Despite the extensive antimicrobial therapy, the patient’s condition deteriorated on day 47. Stenotrophomonas maltophilia was still present in the urine, and a new CRKP isolate (designated as 5B2) was recovered from blood. The patient developed signs of septic shock and rapidly progressive Burkitt lymphoma, ultimately leading to multiple organ failure. The patient succumbed to his condition on day 49. A timeline summarizing the patient’s antibiotic treatment and pathogen isolation is provided in Figure 1.
Notably, the initial CRKP isolates (5RS1 and 5B1) were sensitive to polymyxins, with minimal inhibitory concentrations (MICs) of 1 mg/L for colistin (COL) and 0.5 mg/L for polymyxin B (PMB) (Table 1). However, the latter isolate (5B2) exhibited significant resistance to polymyxins, with MICs exceeding 128 mg/L for COL and 32 mg/L for PMB (Table 1), indicating the emergence of polymyxin resistance in CRKP during treatment.

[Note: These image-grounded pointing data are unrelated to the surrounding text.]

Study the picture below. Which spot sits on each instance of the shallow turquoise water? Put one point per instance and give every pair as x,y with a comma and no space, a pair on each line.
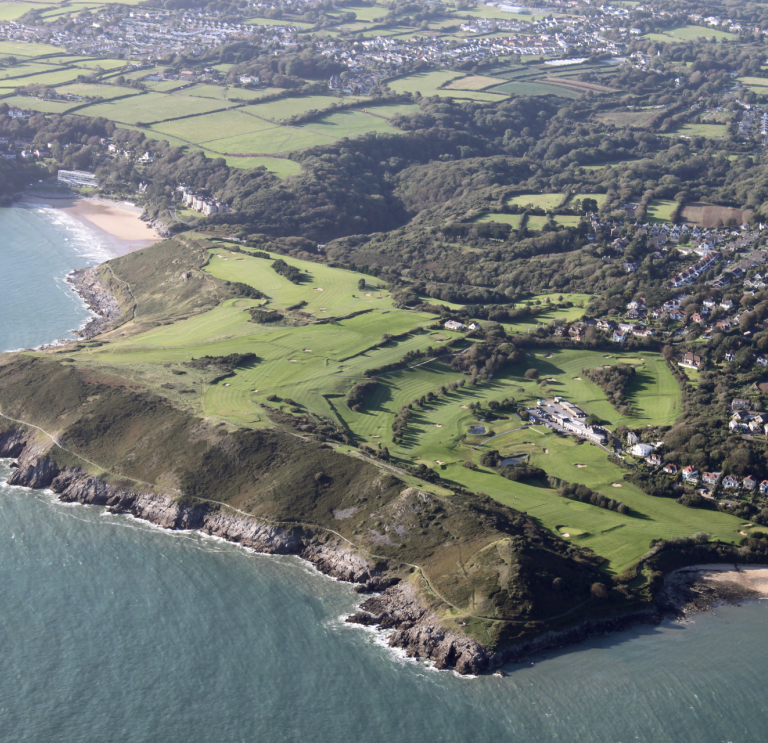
113,630
38,248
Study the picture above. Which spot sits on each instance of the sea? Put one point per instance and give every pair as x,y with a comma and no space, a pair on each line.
112,629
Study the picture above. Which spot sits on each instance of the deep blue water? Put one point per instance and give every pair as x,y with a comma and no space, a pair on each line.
38,248
113,630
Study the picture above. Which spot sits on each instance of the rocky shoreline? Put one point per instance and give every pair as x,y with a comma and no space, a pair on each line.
87,284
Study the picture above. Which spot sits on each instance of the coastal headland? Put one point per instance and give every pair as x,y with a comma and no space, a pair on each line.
134,418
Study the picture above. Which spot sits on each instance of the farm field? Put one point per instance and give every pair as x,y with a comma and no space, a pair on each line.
524,87
688,33
285,108
621,539
200,129
709,215
428,84
661,211
512,219
24,49
472,82
152,107
537,200
537,222
280,166
228,93
623,119
710,131
91,90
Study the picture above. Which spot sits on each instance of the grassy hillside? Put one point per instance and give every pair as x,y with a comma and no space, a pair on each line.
329,332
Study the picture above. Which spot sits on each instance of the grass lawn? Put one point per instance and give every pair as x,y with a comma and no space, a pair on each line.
689,33
661,210
538,200
710,131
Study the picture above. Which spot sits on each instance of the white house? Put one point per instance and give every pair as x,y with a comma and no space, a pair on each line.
641,450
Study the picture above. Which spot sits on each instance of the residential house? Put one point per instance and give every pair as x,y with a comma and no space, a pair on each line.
691,361
690,473
641,450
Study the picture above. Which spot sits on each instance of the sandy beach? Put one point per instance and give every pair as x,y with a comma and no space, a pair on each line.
117,222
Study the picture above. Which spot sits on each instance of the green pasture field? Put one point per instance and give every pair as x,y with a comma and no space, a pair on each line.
274,141
538,200
281,167
24,49
285,108
512,219
12,11
52,76
229,92
364,13
272,22
689,33
165,86
615,164
710,131
279,139
93,90
428,84
569,314
28,103
349,123
661,210
23,69
388,110
103,64
621,539
200,129
152,107
598,197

2.2. Relationship Between Polymyxin Resistance, Efflux Pump Inhibitors, and Plasmids
Unfortunately, the 5B1 isolate was not preserved in our laboratory. Given the similar antibiotic susceptibility profiles observed in the 5RS1 and 5B1 isolates, we selected 5RS1 and 5B2 isolates for further investigation. Co-cultivation of high-level polymyxin-resistant isolate (5B2) with efflux pump inhibitors, including carbonyl cyanide m-chlorophenyl hydrazone (CCCP, a final concentration of 20 mg/L) and Phe-Arg-β-naphthylamide (PAβN, a final concentration of 50 mg/L), showed no reduction in the MICs of either COL or PMB, as detailed in Table 1.

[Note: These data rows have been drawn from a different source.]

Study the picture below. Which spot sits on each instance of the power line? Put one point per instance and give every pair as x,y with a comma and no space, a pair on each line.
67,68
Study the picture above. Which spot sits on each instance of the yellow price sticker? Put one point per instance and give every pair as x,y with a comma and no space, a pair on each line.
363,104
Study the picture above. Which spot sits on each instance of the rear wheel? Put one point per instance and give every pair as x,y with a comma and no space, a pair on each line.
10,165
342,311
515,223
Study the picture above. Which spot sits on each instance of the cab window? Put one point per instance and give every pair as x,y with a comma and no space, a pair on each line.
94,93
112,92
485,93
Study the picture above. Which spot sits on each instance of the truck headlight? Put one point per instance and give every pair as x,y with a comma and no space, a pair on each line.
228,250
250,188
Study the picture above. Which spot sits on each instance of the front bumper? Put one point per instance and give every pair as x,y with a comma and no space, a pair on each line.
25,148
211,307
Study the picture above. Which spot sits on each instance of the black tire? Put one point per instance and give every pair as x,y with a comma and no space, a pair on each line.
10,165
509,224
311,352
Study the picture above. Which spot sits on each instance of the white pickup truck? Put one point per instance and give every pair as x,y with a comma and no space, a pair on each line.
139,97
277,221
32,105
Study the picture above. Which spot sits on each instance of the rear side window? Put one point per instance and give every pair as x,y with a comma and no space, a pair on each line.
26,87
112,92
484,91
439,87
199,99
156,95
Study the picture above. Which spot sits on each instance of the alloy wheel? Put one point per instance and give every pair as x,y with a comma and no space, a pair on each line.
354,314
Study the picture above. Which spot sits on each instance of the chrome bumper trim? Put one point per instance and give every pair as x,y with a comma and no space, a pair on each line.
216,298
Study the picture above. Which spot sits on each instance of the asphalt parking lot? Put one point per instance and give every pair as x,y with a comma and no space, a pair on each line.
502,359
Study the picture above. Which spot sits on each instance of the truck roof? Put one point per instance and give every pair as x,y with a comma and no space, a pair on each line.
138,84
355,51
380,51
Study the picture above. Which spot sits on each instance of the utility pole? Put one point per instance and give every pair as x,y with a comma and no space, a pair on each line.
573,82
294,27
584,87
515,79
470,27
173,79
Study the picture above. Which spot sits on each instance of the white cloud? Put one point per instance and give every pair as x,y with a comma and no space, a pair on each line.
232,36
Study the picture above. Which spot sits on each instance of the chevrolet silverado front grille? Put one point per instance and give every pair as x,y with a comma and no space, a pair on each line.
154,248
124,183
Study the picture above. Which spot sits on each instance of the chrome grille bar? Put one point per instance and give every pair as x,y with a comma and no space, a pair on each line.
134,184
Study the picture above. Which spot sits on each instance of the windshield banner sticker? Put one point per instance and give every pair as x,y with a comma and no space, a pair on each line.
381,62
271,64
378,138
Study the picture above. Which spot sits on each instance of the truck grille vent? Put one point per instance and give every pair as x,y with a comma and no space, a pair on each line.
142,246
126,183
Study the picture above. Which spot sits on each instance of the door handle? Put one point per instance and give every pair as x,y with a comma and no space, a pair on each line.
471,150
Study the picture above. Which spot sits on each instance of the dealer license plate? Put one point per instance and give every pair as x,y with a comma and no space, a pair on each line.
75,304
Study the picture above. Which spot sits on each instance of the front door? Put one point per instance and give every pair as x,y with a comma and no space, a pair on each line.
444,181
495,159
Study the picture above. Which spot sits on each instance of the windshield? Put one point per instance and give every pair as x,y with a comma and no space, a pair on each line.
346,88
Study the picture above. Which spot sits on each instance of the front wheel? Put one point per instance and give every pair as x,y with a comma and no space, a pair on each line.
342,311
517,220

Subsequently, the 5B2 isolate was co-incubated with the recipient strain Escherichia coli (E. coli) EC600, and a transconjugant (designated 5B2-trans) was selected on Mueller–Hinton agar containing meropenem and rifampicin. PCR amplification and sequencing confirmed the presence of the blaKPC-2 gene in the transconjugant. The MIC values for carbapenems (imipenem and meropenem) in the transconjugant were consistent with those of the donor strain. However, the MIC values for COL and PMB in the transconjugant were aligned with those of the recipient strain, at 1 and 0.5 mg/L, respectively (Table 1).

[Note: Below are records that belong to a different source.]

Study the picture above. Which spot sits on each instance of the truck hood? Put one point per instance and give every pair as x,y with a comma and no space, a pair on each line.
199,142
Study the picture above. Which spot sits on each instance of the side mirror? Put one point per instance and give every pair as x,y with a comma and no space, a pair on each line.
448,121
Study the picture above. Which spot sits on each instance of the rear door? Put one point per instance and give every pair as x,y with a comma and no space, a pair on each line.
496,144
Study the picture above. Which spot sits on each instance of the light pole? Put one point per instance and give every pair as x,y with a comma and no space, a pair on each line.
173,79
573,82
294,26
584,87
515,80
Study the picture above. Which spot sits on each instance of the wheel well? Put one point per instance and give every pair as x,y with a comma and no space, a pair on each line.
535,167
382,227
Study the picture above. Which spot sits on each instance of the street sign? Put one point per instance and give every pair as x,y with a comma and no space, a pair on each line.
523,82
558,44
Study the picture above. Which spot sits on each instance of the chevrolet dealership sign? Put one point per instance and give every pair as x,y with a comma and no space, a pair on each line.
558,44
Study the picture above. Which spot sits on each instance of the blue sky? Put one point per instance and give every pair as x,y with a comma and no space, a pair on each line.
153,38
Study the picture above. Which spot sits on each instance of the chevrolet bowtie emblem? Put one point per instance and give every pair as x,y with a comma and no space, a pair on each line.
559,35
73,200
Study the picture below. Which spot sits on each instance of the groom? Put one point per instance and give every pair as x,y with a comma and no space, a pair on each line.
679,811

Interestingly, no transconjugants were obtained on plates containing both polymyxin and rifampicin. These findings suggest that carbapenem resistance in the 5B2 isolate is transferable via plasmid conjugation, whereas polymyxin resistance appears to be non-transferable through this mechanism.
2.3. Molecular Mechanism of Polymyxin Resistance
The isolates 5RS1 and 5B2 were identified as ST11 and harbor the IncFIB_(K), IncR/IncFII_pHN7A8, and ColRNAI plasmids. The structural details of their chromosomes and the three plasmids are provided in Table 2 and Figure S1. They showed no differences in terms of the acquired resistance genes (Table 2, Figure S1). Both isolates carried chromosomal resistance genes, including the oqxA and oqxB efflux pump genes, the β-lactam resistance gene blaSHV-182, the sulfonamide resistance gene sul1, the streptomycin resistance gene aadA2, and the fosfomycin resistance gene fosA6. In addition, the IncFIB_(K)_ plasmid harbored several resistance genes, including sul1, aadA16, the azithromycin resistance gene mph(A), the dihydrofolate reductase resistance gene dfrA27, the rifampin resistance gene arr-3, the quinolone resistance gene aac(6′)-Ib-cr, the tetracycline resistance gene tet(D), the chloramphenicol resistance gene floR, and the β-lactam resistance gene blaCTX-M-27. The carbapenem resistance gene blaKPC-2 was located on the IncR/IncFII_pHN7A8_ plasmid, embedded in the structure of IS26-ISKpn6-blaKPC-2-ISKpn27-Tn3-IS26. This plasmid also carried the β-lactam resistance gene blaTEM-1B and the aminoglycoside resistance gene rmtB.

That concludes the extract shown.